Поначалу пир этот казался чудным – летней ночью, посреди спящего города, на вершине горы над молчащим Подолом, над величавым широким Днепром, тоже будто дремлющим под покровцем ночи, под густо-синим небом, где яркие звезды перемигивались с огнями в княжьей палате. Но греческое вино, стоялый мед, богатое угощение, игра и пение сделали свое дело – древляне разомлели, зашумели. Одни громко переговаривались, заглушая певца, другие одергивали их, подтягивая.
– Он торгует мою волюшку, – запел Свен, протягивая наполненный медом рог в сторону Боголюба и будто уподобившись невесте. – У кормильца света батюш… братушки, – поправился он, вспомнив, что честь «продать» невесту замуж достанется ему одному.
Ельга слушала, стоя у печи, как положено невесте в таком случае, и потупив взор; но, когда Свен запел, она осмелела и тоже запела, и все в избе обернулись, услышав звонкий девичий голос.
Ворон снова начал распевать об усилиях упрямого жениха выторговать девушку теперь уже у матушки, предлагая греческие шелка и паволоки. Ельга пошла вдоль стола, разливая в чаши вино из кувшина. Стоялый мед древлянам нравился больше, и они запивали им более кислое заморское питье; в головах шумело все сильнее.
Лишь один из них, самый молодой, не налегал на питье и сидел, опустив руки на колени. Ельга подошла к нему. Кажется, этого молодца Боголюб назвал своим сыном… Она быстро окинула взглядом гостей. Ну да, других таких молодых среди древлян нет.
– А ты что невесел, добрый молодец? – она улыбнулась ему. – Или тебя чарой обнесли? У нас на всех угощения хватит.
Ельга налила вина ему в чашу; он вскинул на нее глаза, и у нее что-то дрогнуло внутри от его пристального взгляда. Она и так с трудом сохраняла спокойствие и завидовала Свену, который без малейшего смущения угощал Боголюба и Ладомира, хотя, как Ельга подозревала, так же без смущения перерезал бы горло обоим.

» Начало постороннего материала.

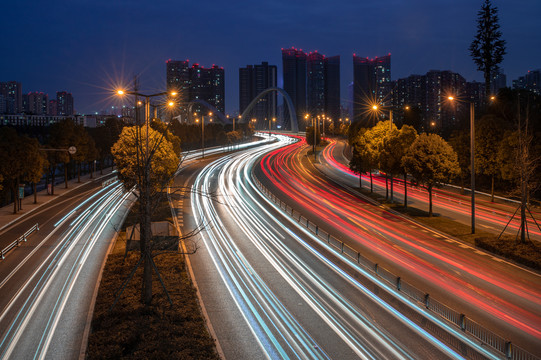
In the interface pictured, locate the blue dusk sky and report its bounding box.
[0,0,541,114]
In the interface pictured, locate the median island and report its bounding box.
[86,201,219,360]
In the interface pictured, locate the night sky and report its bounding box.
[0,0,541,113]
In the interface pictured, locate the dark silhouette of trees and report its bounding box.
[469,0,506,101]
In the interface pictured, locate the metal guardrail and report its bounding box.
[252,176,541,360]
[0,223,39,260]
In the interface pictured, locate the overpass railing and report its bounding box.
[252,175,541,360]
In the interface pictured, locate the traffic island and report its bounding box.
[86,198,219,360]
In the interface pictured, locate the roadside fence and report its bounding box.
[0,223,39,260]
[252,175,541,360]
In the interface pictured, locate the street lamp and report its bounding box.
[372,104,393,130]
[448,96,475,234]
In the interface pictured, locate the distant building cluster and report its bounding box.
[5,55,541,132]
[282,48,340,129]
[392,70,486,131]
[166,60,225,118]
[513,69,541,95]
[239,62,278,120]
[0,81,75,116]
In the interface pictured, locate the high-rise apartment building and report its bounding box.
[56,91,75,116]
[490,69,507,95]
[325,55,341,126]
[239,62,278,120]
[166,60,190,113]
[166,60,225,117]
[282,48,307,129]
[23,91,49,115]
[306,51,340,122]
[464,81,487,113]
[306,51,325,115]
[425,70,466,132]
[353,54,392,120]
[513,69,541,95]
[0,81,24,114]
[48,99,58,116]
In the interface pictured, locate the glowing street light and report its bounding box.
[448,96,475,234]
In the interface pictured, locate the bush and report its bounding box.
[475,237,541,270]
[87,251,219,359]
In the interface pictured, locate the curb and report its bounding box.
[170,174,226,360]
[79,195,135,360]
[0,170,114,231]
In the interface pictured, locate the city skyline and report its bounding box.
[0,0,541,113]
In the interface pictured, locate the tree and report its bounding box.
[403,106,423,132]
[48,119,77,192]
[381,125,417,207]
[365,120,396,200]
[470,0,506,100]
[402,133,460,216]
[111,126,179,305]
[449,130,471,194]
[475,115,505,202]
[0,127,45,214]
[23,136,48,204]
[497,100,541,243]
[349,128,374,188]
[150,119,181,156]
[111,126,179,191]
[306,126,321,146]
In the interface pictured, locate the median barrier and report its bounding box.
[252,173,540,360]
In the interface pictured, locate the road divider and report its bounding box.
[0,223,39,260]
[252,174,540,360]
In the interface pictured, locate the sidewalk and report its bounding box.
[0,167,116,231]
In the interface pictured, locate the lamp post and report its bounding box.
[448,96,475,234]
[117,85,177,305]
[372,104,393,131]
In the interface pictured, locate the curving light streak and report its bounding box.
[192,136,461,359]
[321,140,541,237]
[0,184,129,359]
[260,134,541,338]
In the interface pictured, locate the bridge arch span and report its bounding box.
[188,99,231,124]
[241,87,299,132]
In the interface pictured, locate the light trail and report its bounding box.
[321,140,541,238]
[192,135,461,359]
[260,135,541,346]
[0,182,129,359]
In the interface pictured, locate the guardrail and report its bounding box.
[0,223,39,260]
[252,175,541,360]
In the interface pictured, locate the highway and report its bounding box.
[0,176,133,359]
[318,140,541,241]
[255,136,541,356]
[183,137,487,359]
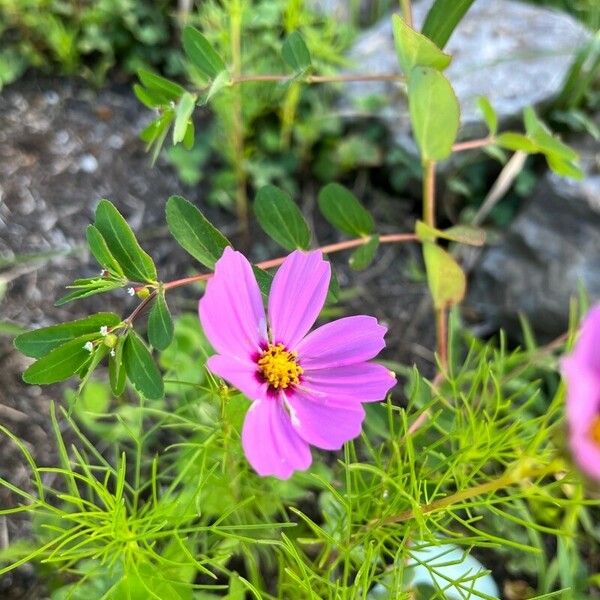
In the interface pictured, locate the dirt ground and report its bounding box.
[0,77,433,600]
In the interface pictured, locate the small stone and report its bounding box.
[79,154,98,173]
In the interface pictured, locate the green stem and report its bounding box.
[230,0,248,233]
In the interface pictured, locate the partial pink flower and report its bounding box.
[561,305,600,480]
[199,247,396,479]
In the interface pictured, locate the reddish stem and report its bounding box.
[163,233,418,291]
[452,136,496,152]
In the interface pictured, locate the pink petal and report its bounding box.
[206,354,269,400]
[300,363,396,405]
[561,355,600,431]
[199,247,267,359]
[287,390,365,450]
[297,315,387,369]
[269,250,331,350]
[242,398,312,479]
[571,305,600,376]
[570,435,600,480]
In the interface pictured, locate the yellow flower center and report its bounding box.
[258,344,304,390]
[588,416,600,446]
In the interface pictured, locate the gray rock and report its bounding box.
[345,0,591,150]
[466,131,600,338]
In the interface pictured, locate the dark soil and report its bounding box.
[0,77,433,600]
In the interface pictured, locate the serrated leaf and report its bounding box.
[423,242,467,309]
[173,92,196,144]
[108,334,127,396]
[148,290,174,350]
[95,200,157,283]
[408,67,460,161]
[123,330,164,400]
[422,0,475,48]
[166,196,231,269]
[319,183,375,236]
[182,26,226,79]
[281,31,311,73]
[348,235,379,271]
[14,312,121,358]
[23,332,100,385]
[477,96,498,136]
[85,225,124,277]
[138,69,185,104]
[392,15,452,77]
[254,185,310,250]
[54,277,123,306]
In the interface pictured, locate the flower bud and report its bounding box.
[102,333,119,348]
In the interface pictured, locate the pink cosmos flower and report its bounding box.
[561,305,600,479]
[199,247,396,479]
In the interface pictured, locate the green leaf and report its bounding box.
[95,200,157,283]
[138,69,185,104]
[54,277,123,306]
[182,26,226,79]
[205,71,231,102]
[422,0,475,48]
[349,235,379,271]
[392,15,452,77]
[496,131,540,154]
[108,334,127,396]
[14,313,121,358]
[415,221,485,246]
[252,265,273,298]
[148,289,174,350]
[477,96,498,136]
[167,196,231,269]
[85,225,124,277]
[254,185,310,250]
[173,92,196,144]
[123,330,164,400]
[281,31,311,73]
[23,332,100,385]
[423,242,467,309]
[408,67,460,161]
[319,183,375,236]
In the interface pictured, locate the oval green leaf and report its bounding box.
[182,26,226,79]
[408,67,460,161]
[422,0,475,48]
[23,333,100,385]
[95,200,157,283]
[348,235,379,271]
[319,183,375,236]
[123,331,164,400]
[14,313,121,358]
[392,15,452,77]
[85,225,124,277]
[148,290,174,350]
[254,185,310,250]
[423,242,467,309]
[166,196,231,269]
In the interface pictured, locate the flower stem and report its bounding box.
[452,136,496,152]
[163,233,417,291]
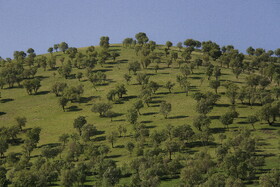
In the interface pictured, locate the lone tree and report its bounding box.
[164,81,175,93]
[247,115,259,130]
[106,131,118,148]
[133,99,144,115]
[135,32,149,45]
[58,42,68,53]
[165,41,173,50]
[16,117,27,131]
[73,116,87,136]
[209,80,221,94]
[126,108,138,125]
[159,101,171,119]
[91,103,112,117]
[58,97,69,112]
[125,142,135,156]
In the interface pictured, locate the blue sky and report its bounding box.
[0,0,280,58]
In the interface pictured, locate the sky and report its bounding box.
[0,0,280,58]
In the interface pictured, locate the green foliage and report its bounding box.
[91,103,112,117]
[159,101,171,119]
[73,116,87,136]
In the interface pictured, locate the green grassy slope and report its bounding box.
[0,45,280,186]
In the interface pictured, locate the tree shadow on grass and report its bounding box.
[8,138,24,146]
[141,120,153,124]
[113,119,125,121]
[146,125,157,129]
[209,116,220,119]
[35,91,50,95]
[210,127,226,134]
[190,77,202,80]
[38,143,61,148]
[93,136,106,142]
[106,154,122,158]
[36,75,50,80]
[149,100,163,104]
[0,112,6,116]
[215,104,230,107]
[118,59,128,64]
[157,92,170,95]
[168,115,189,119]
[80,96,97,103]
[187,141,218,148]
[150,105,160,107]
[123,95,137,101]
[93,69,112,73]
[0,98,14,103]
[114,145,124,148]
[141,112,158,116]
[67,106,82,112]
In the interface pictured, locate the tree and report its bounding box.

– Не по годам мне при старших упиваться, – сдержанно заметил Хвалимир. – Не тому меня учили.
Ельга бросила беглый взгляд ему в лицо. Молодец, на несколько лет старше нее, выглядел человеком смышленым и умеющим держать себя в руках. В груди кольнула тревога – именно такой человек мог помешать их замыслу.
– Ты ведь сын Боголюбов?
– Да. Младший, – уточнил он, как ей показалось, с тайной насмешкой.
– Какие же тогда старшие? – вырвалось у Ельги.
– Какие положено, – Хвалимир усмехнулся краем рта. – У старших у самих дочери невесты. Одну вашему молодцу сватают… – он посмотрел на Свена.
Во взгляде его Ельга не увидела приязни – похоже, Свену он не доверял. И снова у нее плеснуло на сердце холодом: их замысел висел на тоненькой ниточке и мог сорваться при каждом вздохе.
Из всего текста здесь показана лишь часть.